Report: Lack of Modern Mining Law Chips Away at "National Treasures"

April 18, 2011

PORTLAND, Ore. - An Oregon region is on a new Top 10 list of public lands threatened by mining activity. It's another battle cry in a long struggle to update the nation's mining law, which is almost 140 years old.

A new report from Pew Environment Group cites the Siskiyou Wild Rivers region of southwestern Oregon as one place gold miners tear up the turf without having to pay royalties or clean up environmental damage when they're done, leaving that to taxpayers.

Erik Fernandez, wilderness coordinator for Oregon Wild, says the last decade has seen more than 800 mining claims in that area.

"Bringing in Diesel-powered engines to suction off the bottom of these rivers is not the kind of management that helps to restore this natural treasure. We recognize that mining is going to continue to happen into the future. We just want to make sure that it's not happening in places like the Siskiyou Wild Rivers."

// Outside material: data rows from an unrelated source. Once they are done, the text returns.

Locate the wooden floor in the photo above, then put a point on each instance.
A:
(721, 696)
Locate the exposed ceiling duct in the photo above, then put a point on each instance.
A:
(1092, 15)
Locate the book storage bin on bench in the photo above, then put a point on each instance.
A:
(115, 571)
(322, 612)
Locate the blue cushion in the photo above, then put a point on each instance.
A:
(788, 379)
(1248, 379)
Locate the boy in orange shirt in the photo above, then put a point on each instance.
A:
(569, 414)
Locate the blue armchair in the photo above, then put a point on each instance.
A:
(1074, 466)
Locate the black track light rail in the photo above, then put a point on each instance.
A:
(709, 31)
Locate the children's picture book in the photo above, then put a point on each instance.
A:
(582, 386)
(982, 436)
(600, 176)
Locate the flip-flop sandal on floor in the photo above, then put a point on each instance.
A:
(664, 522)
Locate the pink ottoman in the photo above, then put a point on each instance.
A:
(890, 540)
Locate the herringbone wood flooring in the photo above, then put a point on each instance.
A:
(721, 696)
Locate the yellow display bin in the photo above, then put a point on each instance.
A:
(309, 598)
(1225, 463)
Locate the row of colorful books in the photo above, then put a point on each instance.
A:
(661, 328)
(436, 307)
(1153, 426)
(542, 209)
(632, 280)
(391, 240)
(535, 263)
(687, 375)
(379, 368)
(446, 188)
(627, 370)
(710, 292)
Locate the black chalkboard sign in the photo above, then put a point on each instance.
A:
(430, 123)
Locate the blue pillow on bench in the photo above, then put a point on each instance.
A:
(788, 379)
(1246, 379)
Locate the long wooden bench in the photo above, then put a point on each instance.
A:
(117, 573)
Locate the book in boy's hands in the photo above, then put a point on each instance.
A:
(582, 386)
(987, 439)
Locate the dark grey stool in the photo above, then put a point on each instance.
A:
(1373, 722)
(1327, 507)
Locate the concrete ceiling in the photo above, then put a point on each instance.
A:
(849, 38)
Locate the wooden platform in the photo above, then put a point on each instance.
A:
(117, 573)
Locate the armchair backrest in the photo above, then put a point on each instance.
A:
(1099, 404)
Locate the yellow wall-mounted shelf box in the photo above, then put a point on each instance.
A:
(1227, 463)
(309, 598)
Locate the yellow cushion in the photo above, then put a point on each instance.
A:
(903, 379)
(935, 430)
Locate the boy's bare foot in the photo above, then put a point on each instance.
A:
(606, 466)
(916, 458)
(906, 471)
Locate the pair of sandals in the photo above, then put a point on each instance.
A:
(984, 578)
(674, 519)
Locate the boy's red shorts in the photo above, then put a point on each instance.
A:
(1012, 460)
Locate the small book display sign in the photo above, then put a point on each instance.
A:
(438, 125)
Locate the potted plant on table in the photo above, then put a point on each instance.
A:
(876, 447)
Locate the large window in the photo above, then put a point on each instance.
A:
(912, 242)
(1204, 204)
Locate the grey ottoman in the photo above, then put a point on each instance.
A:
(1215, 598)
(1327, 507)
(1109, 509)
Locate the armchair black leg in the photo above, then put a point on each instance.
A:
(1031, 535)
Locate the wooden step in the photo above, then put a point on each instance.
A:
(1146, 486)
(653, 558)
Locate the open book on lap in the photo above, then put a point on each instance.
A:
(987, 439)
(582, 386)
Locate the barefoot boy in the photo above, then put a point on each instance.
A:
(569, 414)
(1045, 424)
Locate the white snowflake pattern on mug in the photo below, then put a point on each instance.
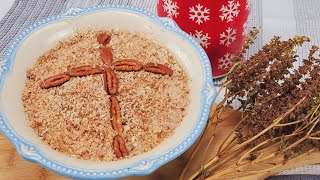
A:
(199, 14)
(228, 37)
(225, 61)
(171, 8)
(248, 5)
(230, 11)
(202, 39)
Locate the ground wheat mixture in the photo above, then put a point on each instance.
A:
(75, 118)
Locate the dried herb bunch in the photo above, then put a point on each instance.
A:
(279, 104)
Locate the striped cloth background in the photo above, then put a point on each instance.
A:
(25, 12)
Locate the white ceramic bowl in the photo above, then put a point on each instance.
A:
(45, 34)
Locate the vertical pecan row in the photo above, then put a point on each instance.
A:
(111, 83)
(103, 39)
(116, 115)
(119, 147)
(106, 55)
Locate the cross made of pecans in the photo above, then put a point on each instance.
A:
(111, 84)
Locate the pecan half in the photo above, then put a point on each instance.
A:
(84, 71)
(127, 65)
(119, 147)
(158, 68)
(115, 115)
(103, 39)
(56, 80)
(106, 55)
(111, 82)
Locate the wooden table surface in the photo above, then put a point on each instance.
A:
(12, 166)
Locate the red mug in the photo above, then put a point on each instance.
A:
(219, 26)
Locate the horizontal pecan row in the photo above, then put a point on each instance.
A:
(111, 83)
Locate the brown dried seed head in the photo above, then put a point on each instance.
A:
(56, 80)
(158, 68)
(106, 55)
(103, 39)
(127, 65)
(119, 147)
(111, 83)
(84, 71)
(115, 115)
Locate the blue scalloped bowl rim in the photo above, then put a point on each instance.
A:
(143, 167)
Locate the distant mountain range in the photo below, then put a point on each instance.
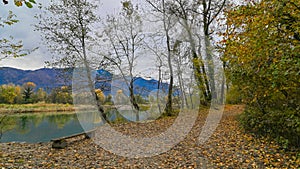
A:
(49, 78)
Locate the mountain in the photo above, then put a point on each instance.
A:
(43, 78)
(49, 78)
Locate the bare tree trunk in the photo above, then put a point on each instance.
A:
(222, 97)
(133, 100)
(170, 91)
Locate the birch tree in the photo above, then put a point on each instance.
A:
(67, 29)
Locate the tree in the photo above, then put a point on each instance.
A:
(8, 48)
(19, 3)
(190, 15)
(40, 95)
(67, 29)
(8, 93)
(100, 95)
(125, 37)
(261, 48)
(28, 90)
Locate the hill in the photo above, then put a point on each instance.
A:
(49, 78)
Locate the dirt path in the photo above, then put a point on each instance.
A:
(228, 147)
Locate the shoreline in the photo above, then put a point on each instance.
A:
(228, 147)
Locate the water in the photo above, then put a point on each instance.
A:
(34, 128)
(42, 127)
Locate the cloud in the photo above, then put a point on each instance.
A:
(24, 30)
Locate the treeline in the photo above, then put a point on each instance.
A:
(28, 93)
(261, 51)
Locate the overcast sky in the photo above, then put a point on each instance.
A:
(24, 30)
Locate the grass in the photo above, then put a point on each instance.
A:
(34, 108)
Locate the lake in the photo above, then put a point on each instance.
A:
(42, 127)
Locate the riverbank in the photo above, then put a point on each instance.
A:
(34, 108)
(228, 147)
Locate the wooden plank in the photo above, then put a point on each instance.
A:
(61, 142)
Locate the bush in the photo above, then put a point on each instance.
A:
(233, 96)
(281, 124)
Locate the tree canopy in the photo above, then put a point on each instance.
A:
(262, 48)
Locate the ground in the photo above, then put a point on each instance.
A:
(228, 147)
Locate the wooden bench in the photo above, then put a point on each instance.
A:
(61, 142)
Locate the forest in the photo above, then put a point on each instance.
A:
(213, 52)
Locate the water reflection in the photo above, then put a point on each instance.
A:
(35, 128)
(42, 127)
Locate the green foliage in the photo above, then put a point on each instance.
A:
(281, 124)
(28, 90)
(61, 95)
(262, 48)
(8, 93)
(233, 96)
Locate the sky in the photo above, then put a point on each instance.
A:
(24, 30)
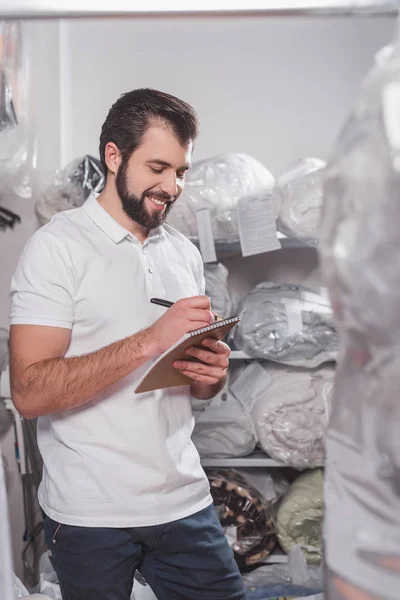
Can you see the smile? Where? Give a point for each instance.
(157, 201)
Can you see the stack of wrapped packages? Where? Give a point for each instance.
(217, 184)
(360, 243)
(298, 193)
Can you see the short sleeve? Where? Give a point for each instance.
(201, 282)
(41, 287)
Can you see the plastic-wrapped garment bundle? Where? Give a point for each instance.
(17, 135)
(222, 302)
(217, 184)
(291, 416)
(70, 188)
(6, 573)
(223, 429)
(300, 515)
(3, 349)
(296, 572)
(248, 519)
(359, 246)
(288, 324)
(298, 192)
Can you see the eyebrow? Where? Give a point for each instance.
(163, 163)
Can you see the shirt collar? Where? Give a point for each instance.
(106, 223)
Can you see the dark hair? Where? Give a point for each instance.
(134, 112)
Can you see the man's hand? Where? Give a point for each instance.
(184, 315)
(212, 369)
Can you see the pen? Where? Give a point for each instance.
(168, 304)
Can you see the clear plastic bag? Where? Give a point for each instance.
(223, 429)
(17, 133)
(300, 515)
(71, 187)
(7, 587)
(247, 518)
(218, 183)
(222, 302)
(291, 416)
(288, 324)
(359, 247)
(298, 192)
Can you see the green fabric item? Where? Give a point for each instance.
(300, 515)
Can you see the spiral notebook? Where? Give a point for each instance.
(162, 373)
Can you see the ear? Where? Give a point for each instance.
(112, 157)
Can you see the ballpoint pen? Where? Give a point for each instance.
(168, 304)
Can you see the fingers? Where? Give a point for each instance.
(216, 346)
(201, 372)
(209, 358)
(202, 378)
(195, 302)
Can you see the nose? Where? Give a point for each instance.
(170, 184)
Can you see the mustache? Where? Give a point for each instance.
(160, 196)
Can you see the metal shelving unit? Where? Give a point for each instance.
(257, 459)
(23, 9)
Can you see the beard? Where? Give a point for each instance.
(135, 207)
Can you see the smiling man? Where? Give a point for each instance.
(122, 487)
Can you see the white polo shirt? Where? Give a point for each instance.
(122, 459)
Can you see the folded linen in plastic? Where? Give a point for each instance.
(291, 416)
(280, 591)
(217, 184)
(296, 572)
(222, 301)
(298, 192)
(359, 247)
(223, 429)
(70, 188)
(247, 517)
(288, 324)
(300, 514)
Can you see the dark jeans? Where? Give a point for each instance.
(188, 559)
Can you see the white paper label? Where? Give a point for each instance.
(293, 308)
(231, 535)
(250, 384)
(257, 225)
(205, 233)
(391, 113)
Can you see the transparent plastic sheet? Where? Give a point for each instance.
(288, 324)
(248, 519)
(298, 192)
(291, 416)
(17, 135)
(223, 429)
(300, 514)
(217, 184)
(222, 301)
(6, 571)
(296, 572)
(70, 188)
(359, 246)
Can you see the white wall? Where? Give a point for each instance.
(275, 88)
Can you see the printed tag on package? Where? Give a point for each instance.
(257, 225)
(293, 308)
(391, 113)
(205, 233)
(250, 384)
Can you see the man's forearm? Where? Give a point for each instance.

Fernandez says Oregon is already dotted with more than 5800 abandoned mine sites, some of which are safety hazards and a continuing problem for the Forest Service and Bureau of Land Management. Eleven of them in Oregon are on a national priority list for cleanup as hazardous waste sites.

"The federal agencies have their hands tied by the 1872 Mining Law. It's not that they're not enforcing the laws; there aren't enough laws out there to truly address the mining threats."

Fernandez says most of Oregon's congressional delegation favors updating the mining law; he thinks the effort has not been successful so far for lack of a leader to take up the cause, either in Congress or the administration.

Miners say they do pay fees to the state for their claims, and that not all are irresponsible about cleanup.

The report also lists Mount St. Helens, the Grand Canyon and Mount Rushmore as areas where mining is taking a toll on the health or safety of drinking water, plants, fish and wildlife.